Je me réjouis que, comme
moi, vous pensez que notre foi chrétienne commune induise un
certaine vision de la dignité humaine justifiant que l'on se
mobilise dans les affaires de la cité, au point de manifester dans
la rue. Vous vous êtes mobilisé contre la loi élargissant aux
personnes homosexuelles les droits liés au mariage civil. J'ai bien
entendu que les organisateurs des deux grandes manifestations ont
insisté pour dire que cette mobilisation ne relève pas de
l'homophobie. Peut être aviez-vous au début du débat un gêne à
l'évocation de la possibilité que deux individus de même sexe
éprouvent l'un pour l'autre une tendresse et un amour qui soit aussi
fort et sincère que la tendresse et l'amour qui fondent depuis
plusieurs siècles le mariage chrétien entre une épouse et un
époux. Mais j'ai bien entendu que depuis vous considériez les
droits garanties à tout type de couple par le PACS comme suffisants,
et donc acceptables et légitimes. Si vous vous êtes mobilisés,
c'est pour défendre la dignité de la personne humaine, et surtout
celle des plus faibles, en particuliers des enfants. Vous êtes aussi
contre l'exploitation du corps des femmes. L'argent et la prétention
d'un droit à l'enfant ne peuvent justifier que l'on instrumentalise
l'utérus d'une femme.
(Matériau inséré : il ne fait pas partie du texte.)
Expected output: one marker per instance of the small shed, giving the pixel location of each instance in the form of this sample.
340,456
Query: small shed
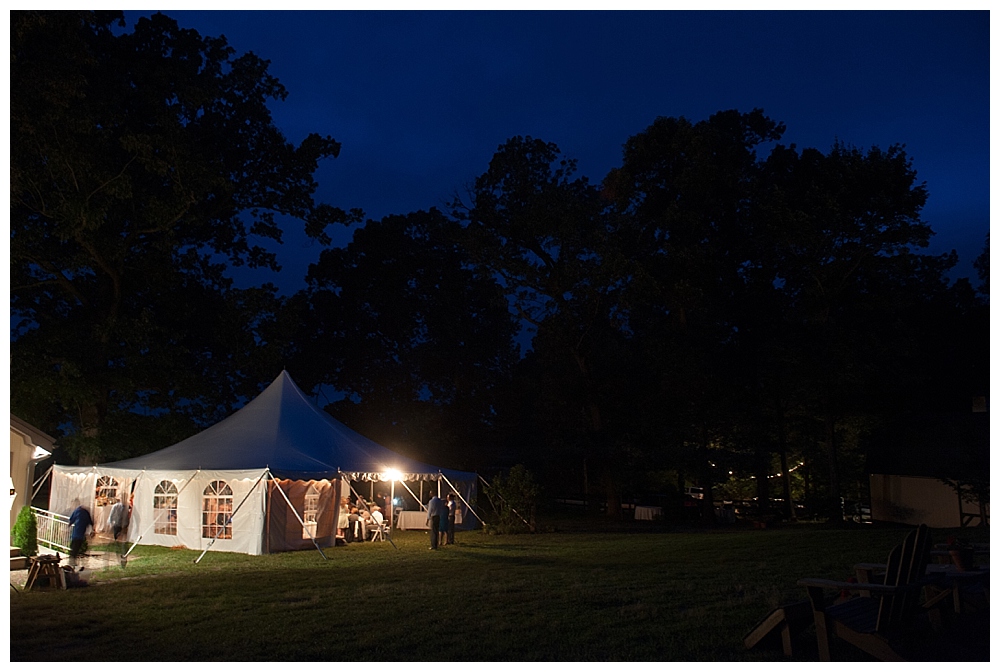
916,463
28,445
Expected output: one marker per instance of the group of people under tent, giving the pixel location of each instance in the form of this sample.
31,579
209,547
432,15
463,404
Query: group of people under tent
358,522
441,520
361,520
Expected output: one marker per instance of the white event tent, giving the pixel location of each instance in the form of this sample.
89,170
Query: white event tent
267,478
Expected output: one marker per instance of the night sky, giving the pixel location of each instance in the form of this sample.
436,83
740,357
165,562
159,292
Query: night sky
421,100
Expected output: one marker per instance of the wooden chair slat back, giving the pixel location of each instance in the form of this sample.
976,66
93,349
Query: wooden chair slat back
896,571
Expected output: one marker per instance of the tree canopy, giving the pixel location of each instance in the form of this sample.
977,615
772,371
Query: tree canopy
142,164
720,309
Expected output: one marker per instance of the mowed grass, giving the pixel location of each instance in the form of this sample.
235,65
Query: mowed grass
684,596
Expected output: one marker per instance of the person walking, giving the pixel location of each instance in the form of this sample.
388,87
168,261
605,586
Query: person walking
452,510
79,520
118,518
435,510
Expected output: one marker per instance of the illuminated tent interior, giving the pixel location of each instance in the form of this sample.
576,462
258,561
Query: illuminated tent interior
265,479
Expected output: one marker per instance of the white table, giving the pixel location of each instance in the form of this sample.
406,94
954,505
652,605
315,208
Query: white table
412,520
648,512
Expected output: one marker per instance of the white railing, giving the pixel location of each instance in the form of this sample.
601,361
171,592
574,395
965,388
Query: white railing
53,529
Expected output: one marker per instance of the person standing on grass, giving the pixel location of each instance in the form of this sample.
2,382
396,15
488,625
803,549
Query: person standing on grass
435,510
79,520
117,518
452,508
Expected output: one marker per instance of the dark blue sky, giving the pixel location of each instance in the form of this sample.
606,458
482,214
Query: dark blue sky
421,100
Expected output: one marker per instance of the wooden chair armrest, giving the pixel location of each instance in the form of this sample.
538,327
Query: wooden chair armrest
872,566
847,585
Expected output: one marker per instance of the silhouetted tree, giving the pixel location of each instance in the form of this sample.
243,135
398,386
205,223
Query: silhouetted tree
141,163
416,338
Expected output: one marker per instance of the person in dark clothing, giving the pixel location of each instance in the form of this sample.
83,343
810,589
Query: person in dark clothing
435,511
452,509
80,520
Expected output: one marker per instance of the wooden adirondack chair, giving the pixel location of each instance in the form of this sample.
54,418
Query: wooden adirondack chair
876,620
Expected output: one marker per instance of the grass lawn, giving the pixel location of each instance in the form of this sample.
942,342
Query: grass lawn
683,596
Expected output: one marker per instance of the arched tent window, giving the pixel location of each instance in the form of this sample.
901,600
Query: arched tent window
165,508
310,512
106,492
216,507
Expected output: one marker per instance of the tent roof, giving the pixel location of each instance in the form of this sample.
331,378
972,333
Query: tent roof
284,431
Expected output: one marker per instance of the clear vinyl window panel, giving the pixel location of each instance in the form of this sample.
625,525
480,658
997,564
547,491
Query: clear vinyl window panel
106,492
310,512
165,508
217,507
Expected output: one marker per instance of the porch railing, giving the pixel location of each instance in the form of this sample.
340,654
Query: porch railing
53,529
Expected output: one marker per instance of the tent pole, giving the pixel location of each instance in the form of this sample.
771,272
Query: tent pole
38,484
469,506
156,518
297,517
230,518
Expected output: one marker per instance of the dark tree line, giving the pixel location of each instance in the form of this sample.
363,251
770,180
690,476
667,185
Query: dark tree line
718,304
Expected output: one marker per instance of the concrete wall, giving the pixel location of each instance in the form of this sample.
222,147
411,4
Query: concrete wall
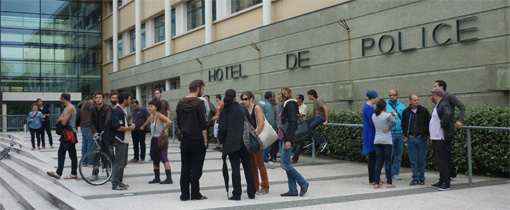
477,71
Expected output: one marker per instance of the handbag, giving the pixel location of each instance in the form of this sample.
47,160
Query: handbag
250,138
302,130
268,136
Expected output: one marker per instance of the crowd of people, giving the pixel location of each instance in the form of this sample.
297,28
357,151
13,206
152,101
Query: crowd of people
385,130
391,124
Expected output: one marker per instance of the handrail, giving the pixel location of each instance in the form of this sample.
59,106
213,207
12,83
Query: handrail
468,130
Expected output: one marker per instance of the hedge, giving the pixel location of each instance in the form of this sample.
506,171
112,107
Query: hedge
490,148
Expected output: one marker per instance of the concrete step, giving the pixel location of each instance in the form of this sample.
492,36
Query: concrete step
21,191
33,173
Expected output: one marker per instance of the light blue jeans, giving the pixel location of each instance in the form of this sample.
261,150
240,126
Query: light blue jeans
396,152
417,151
293,176
87,144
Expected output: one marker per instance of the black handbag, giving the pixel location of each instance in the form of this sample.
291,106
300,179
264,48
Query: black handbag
302,130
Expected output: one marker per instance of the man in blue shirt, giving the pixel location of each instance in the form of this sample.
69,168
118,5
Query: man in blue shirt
120,125
396,108
267,108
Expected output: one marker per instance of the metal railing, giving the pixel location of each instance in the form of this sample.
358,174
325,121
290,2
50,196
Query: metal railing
468,130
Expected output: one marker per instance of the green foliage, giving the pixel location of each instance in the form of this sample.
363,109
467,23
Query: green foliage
490,148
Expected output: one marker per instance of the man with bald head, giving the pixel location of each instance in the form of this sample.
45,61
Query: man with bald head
396,108
415,125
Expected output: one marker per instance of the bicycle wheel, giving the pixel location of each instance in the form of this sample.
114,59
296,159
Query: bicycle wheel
102,168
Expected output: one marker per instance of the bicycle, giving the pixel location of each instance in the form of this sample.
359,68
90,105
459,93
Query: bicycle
102,164
6,150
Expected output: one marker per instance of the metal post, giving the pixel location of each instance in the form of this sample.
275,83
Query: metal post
470,169
313,151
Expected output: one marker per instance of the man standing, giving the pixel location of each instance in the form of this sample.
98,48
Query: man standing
369,133
397,135
212,113
267,109
442,129
87,142
320,116
140,115
98,113
302,113
165,106
68,117
454,102
120,125
415,125
192,124
215,119
46,122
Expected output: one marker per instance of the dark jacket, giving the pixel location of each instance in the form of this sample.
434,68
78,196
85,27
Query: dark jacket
423,120
99,117
445,113
290,114
231,127
191,118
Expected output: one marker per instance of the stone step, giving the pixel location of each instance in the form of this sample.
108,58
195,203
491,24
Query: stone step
33,174
20,190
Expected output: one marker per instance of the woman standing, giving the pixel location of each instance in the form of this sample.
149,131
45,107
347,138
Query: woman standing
35,126
383,142
159,126
257,160
289,114
230,134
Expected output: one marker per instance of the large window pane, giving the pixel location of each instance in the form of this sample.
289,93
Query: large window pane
159,28
25,6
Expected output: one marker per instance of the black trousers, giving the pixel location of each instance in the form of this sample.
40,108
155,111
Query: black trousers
441,150
71,149
139,144
46,127
192,162
236,158
274,150
36,133
371,166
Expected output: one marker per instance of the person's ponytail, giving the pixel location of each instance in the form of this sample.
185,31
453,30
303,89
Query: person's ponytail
228,100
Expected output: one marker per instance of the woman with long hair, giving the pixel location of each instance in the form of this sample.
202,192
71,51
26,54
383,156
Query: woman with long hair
230,134
159,126
383,142
257,160
290,113
35,126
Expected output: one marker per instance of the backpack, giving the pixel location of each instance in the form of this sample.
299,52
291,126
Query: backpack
108,132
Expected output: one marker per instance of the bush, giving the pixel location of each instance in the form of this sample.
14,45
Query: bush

Comme moi, vous êtes contre la grossesse pour
autrui.
Après la manifestation,
beaucoup d'entre vous êtes frustrés par les réactions qu'elle a
provoquées. Vous espériez que le gouvernement écoutent vos
revendications. Vous ne vous attendiez pas évidemment qu'il recule
sur tout. Nous sommes bien tous d'accord que la rue ne gouverne pas.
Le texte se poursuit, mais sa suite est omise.